C’mon Nate…. with the Mother of all financial, economic & monetary armagedons at the front door do you really think the governement is going to stay stable ? Really ?
I think it’s wrong to make future projections based on the current status quo and Zeitgeist
When everything is faling apart and real money is in the ground just for the taking i’m sure they’ll go and grab it.

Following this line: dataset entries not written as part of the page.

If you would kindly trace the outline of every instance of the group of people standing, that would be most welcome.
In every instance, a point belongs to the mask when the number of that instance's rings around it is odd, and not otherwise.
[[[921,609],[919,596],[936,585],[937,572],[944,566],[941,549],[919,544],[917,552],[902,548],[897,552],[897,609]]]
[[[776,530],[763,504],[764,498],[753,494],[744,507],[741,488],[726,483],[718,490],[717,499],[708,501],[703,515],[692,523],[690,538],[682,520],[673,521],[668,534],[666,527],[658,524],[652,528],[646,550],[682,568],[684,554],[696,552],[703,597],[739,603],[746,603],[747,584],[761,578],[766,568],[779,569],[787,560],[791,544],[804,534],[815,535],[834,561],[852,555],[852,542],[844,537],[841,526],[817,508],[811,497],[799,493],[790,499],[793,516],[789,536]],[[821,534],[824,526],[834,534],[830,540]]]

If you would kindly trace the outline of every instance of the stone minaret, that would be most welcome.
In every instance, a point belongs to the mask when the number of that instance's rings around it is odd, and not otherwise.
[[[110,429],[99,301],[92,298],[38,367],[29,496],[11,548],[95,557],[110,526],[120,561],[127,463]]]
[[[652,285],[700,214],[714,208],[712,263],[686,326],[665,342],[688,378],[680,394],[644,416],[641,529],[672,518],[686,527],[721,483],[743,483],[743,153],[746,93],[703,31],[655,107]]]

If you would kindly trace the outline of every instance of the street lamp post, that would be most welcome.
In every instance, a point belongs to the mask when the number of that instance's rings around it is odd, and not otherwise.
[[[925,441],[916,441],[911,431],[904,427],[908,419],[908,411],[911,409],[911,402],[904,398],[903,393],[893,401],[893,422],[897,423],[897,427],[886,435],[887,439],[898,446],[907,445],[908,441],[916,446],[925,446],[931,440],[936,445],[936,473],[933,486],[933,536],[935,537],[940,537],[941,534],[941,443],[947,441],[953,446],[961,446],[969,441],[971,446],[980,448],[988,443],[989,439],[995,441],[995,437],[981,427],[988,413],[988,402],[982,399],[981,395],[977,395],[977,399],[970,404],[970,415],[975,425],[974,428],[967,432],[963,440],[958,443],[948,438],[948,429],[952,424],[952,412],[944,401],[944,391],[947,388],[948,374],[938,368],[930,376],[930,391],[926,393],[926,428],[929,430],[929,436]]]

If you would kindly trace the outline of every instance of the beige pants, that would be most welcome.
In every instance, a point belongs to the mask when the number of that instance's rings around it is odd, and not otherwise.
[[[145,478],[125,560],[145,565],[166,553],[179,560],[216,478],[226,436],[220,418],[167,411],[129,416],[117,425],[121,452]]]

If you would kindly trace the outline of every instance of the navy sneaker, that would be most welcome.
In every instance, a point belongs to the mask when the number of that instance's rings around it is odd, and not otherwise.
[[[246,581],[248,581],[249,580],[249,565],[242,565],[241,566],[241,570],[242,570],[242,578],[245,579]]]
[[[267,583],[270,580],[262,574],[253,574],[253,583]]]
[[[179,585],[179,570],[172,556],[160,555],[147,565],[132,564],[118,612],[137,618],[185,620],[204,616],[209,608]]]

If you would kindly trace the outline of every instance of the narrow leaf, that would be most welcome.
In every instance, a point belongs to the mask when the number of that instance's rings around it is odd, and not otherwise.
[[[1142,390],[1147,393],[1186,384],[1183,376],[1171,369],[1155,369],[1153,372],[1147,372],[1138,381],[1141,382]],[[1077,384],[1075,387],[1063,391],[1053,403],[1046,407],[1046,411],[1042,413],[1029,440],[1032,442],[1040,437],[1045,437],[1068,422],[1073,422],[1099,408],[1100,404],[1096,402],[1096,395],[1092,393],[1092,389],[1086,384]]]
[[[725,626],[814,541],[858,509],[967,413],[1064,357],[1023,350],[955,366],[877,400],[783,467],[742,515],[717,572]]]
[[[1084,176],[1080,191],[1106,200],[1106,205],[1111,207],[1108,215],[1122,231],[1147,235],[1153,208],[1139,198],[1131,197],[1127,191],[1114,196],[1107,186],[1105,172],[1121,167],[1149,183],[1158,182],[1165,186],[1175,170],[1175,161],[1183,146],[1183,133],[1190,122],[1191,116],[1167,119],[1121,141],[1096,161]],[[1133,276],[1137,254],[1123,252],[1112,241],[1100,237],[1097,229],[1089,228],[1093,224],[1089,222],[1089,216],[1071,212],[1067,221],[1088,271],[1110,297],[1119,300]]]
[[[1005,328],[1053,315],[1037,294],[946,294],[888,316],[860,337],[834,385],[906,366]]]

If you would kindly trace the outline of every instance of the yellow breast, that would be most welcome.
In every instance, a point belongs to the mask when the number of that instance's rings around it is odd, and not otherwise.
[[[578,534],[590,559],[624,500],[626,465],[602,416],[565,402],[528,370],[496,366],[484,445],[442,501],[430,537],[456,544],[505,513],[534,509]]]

I think i just look at things an order of magnitude more doomy than you and most other people 🙂
March 18, 2021 at 12:20 pm
“I think it’s wrong to make future projections based on the current status quo and Zeitgeist” – it’s important that each of us makes our own risk assessments and “accept, transfer, or mitigate” to their comfort level. For MY comfort level, it is far more likely that a PNG or east african country nationalizes more than Canada or Australia. For me, I accept the risk in those regions. YOU may not accept that risk and choose to mitigate by not investing in mining altogether. I cannot advise you on how you wish to evaluate risk – but I’m educating you on how I evaluated risk and my choice of actions to accept/mitigate those risks. It’s a matter of probability, not certainty. No one can say it will never happen in Canada or Australia. I feel it is very low probability.
March 18, 2021 at 11:28 am
Thank you for another great read. With regards to inflation and who benefits I have to think of what I once read somewhere. It’s all about who get’s to spend the new money first. These people can still purchase assets at the old price before the money they use to buy them with will cause their value to inflate. Easy money making … or should I say currency.